French police fire tear gas at anti-job cuts protesters

French riot police have fired tear gas to disperse outraged demonstrators protesting against planned job cuts at auto-giant Peugeot in the capital Paris.
The clashes erupted on Tuesday outside the Paris auto show as police forces tried to prevent protesters from entering the location.

The protesters, who are Peugeot employees, hurled stones at police forces to express their discontent with the company’s plans to shut down a major plant near Paris, leading to around 8,000 job cuts.

French police sources and unions also estimated that thousands of people took to the streets in Lyon and the southern port city of Marseille to protest against mounting unemployment rate in the country.

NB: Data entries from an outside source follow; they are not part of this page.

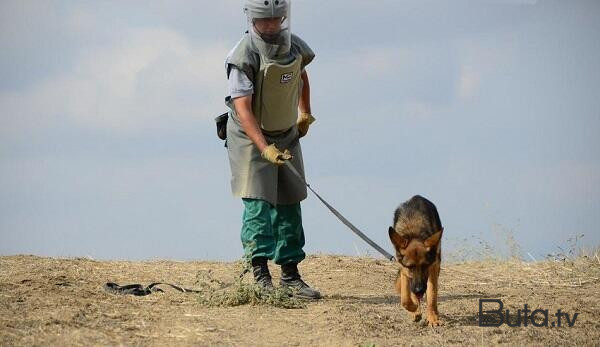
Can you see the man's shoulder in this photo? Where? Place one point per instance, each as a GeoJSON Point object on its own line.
{"type": "Point", "coordinates": [300, 46]}
{"type": "Point", "coordinates": [242, 55]}
{"type": "Point", "coordinates": [299, 43]}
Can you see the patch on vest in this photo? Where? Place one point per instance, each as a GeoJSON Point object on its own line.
{"type": "Point", "coordinates": [286, 77]}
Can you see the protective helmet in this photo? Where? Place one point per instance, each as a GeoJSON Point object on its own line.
{"type": "Point", "coordinates": [269, 26]}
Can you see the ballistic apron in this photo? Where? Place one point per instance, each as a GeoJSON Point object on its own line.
{"type": "Point", "coordinates": [275, 104]}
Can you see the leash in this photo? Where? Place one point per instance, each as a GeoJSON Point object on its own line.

On September 29, hundreds of furious auto workers poured into the Paris Motor Show to protest against the wave of industrial layoffs and the government’s failure to address the economic downturn.

On October 5, new figures by France National Institute of Statistics and Economic Studies (INSEE) showed that the unemployment rate in France would hit a new record high of 10.2 percent at the end of 2012, the highest level since 1999.

The Bank of France also said on October 8 that Europe’s second largest economy contracted in the third quarter of 2012 as the eurozone continues to grapple with economic woes.

Europe plunged into financial crisis in early 2008. Insolvency now threatens heavily debt-ridden countries such as Greece, Spain, Portugal, Italy, and Ireland.

The worsening debt crisis has forced the EU governments to adopt harsh austerity measures and tough economic reforms, which have triggered incidents of social unrest and massive protests in many European countries.